The Massachusetts Senate unanimously passed an education reform bill Thursday night that would invest a new $1.5 billion in the state's public K-12 education system over the next seven years, with a focus on providing resources that will help low-income students.
The bill aims to funnel additional money into the state's public education system in a way that would boost every district. The legislation does not call for new or increased taxes to pay for the investment.
"Every community, every school district, would be getting more Chapter 70 aid under this bill, the Student Opportunity Act, than they would get if this bill does not get passed into law," Sen. Jason Lewis, chairman of the Education Committee, said. "
Almost four years ago, a state commission reported that the current starting point in the school funding formula, known as the foundation budget, underestimates the cost of education by an annual $1 billion by inadequately accounting for expenses associated with low-income students, English learners, special education and employee health benefits.
Since that report's release, lawmakers have made several attempts to overhaul the funding formula.

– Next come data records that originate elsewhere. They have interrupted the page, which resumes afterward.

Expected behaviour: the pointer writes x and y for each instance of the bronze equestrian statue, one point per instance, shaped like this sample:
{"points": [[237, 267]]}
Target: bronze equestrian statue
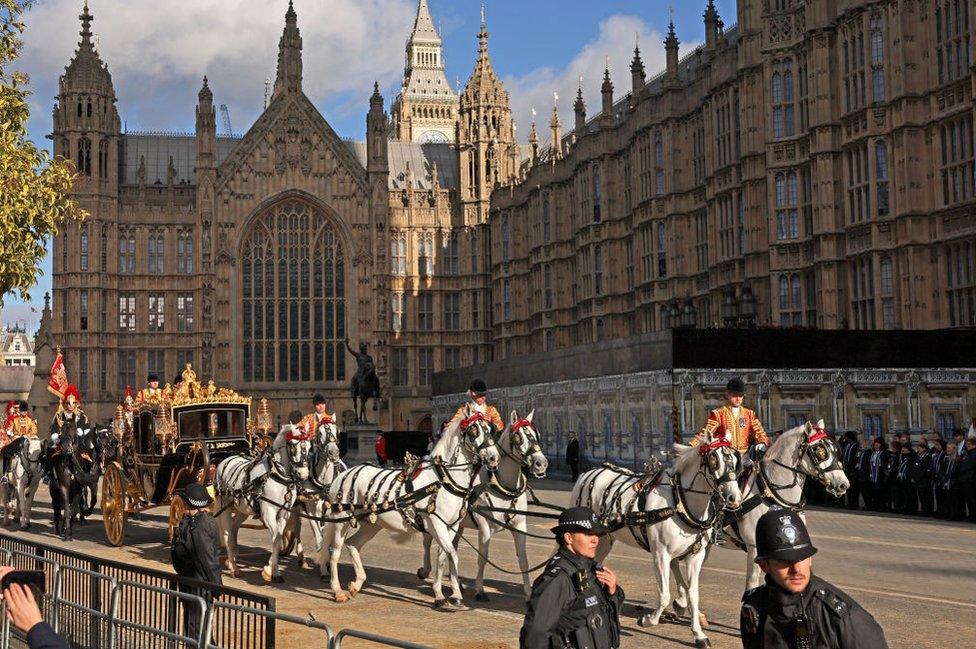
{"points": [[365, 383]]}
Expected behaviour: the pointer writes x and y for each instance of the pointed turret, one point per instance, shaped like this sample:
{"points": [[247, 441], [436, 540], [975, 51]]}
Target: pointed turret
{"points": [[606, 92], [671, 49], [555, 127], [486, 146], [579, 108], [376, 136], [425, 110], [206, 127], [533, 140], [289, 77], [637, 79], [86, 122], [712, 23]]}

In each of the last two legislative sessions, House and Senate Democrats have been unable to agree on an approach to school finance reform. Last year, the House and Senate each passed education financing bills, but negotiators could not reconcile them before the final minutes of formal sessions ticked away.
"This has been a long time coming, as we all know. This is really a historic day in this chamber and that is not an overstatement by any means," Sen. Sal DiDomenico said.

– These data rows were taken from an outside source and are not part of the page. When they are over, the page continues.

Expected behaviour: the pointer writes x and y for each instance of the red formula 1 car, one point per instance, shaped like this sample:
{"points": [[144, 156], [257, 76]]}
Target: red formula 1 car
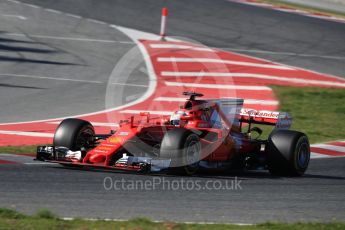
{"points": [[213, 133]]}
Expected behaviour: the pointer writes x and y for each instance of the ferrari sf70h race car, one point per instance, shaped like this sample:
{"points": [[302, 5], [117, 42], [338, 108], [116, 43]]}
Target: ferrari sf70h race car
{"points": [[212, 133]]}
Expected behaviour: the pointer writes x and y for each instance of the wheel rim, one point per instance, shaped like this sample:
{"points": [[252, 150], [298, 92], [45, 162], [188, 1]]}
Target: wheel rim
{"points": [[303, 155]]}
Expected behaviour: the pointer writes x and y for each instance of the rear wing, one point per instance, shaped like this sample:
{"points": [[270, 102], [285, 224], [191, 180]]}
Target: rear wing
{"points": [[281, 120]]}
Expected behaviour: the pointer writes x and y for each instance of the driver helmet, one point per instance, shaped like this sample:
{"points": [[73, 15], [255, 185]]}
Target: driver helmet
{"points": [[175, 118]]}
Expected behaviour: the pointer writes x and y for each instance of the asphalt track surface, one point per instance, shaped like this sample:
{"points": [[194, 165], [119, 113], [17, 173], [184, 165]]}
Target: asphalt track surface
{"points": [[292, 39], [318, 196]]}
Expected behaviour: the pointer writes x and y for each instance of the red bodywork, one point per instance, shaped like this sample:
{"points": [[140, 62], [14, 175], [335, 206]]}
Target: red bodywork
{"points": [[219, 130]]}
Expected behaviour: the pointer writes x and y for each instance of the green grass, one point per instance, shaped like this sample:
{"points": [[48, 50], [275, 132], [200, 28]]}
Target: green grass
{"points": [[10, 219], [320, 113], [304, 7]]}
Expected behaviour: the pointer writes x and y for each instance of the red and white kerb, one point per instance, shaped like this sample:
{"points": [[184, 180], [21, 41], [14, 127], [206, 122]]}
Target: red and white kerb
{"points": [[163, 22]]}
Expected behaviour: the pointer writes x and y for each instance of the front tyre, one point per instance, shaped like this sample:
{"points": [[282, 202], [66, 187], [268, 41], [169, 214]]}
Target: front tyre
{"points": [[74, 134], [288, 153], [183, 147]]}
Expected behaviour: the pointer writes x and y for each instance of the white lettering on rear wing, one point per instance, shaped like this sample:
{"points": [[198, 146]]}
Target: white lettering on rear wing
{"points": [[281, 120]]}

Thursday's debate in the Senate was preceded by handwringing over the Baker administration's release of its own town-by-town analysis of the bill's impacts on school funding. Senate leaders argued that the administration's numbers did not tell the whole story and needed to be put in the proper context.

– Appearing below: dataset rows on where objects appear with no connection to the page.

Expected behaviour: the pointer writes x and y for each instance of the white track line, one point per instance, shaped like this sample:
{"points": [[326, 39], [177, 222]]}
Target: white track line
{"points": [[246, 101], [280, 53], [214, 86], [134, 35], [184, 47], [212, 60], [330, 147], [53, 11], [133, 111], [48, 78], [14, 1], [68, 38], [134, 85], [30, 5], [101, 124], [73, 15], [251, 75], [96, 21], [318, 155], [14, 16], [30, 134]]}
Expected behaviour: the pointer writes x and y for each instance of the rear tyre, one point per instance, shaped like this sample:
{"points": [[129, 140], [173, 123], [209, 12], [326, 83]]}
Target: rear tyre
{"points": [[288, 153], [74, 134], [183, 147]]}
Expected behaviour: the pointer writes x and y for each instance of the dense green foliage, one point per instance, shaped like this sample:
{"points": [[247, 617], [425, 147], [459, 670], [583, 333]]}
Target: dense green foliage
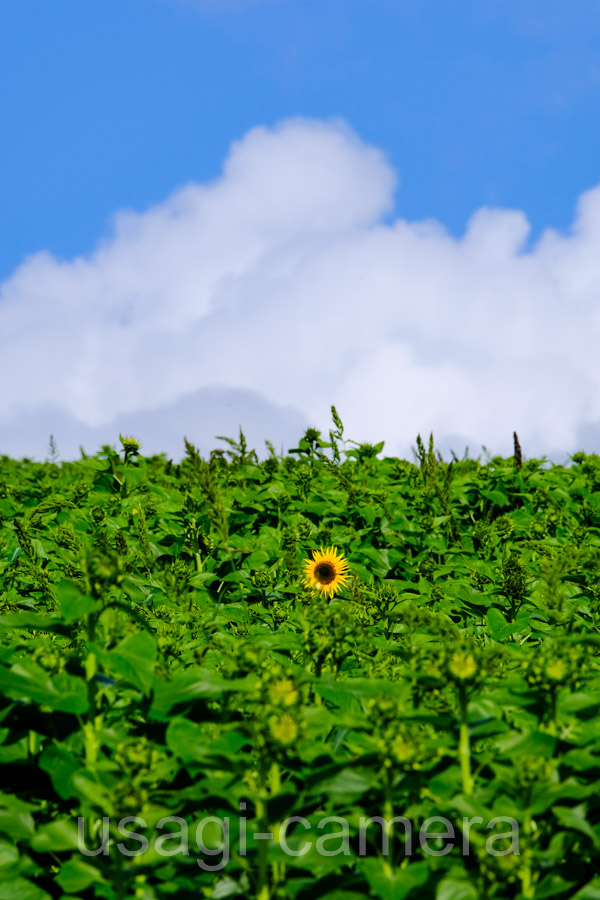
{"points": [[160, 656]]}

The House has not specified a date to take up the bill but it is expected to surface before mid-November, when the House and Senate are scheduled to embark on another break that runs into early January.
Without new revenue sources, the commitments under the bill, or other state programs that may lose funds to the education initiative, could be threatened by an economic slowdown or a recession. But for now, supporters of the bill are pressing for its near-term passage, and hoping the state will then deliver on its promises.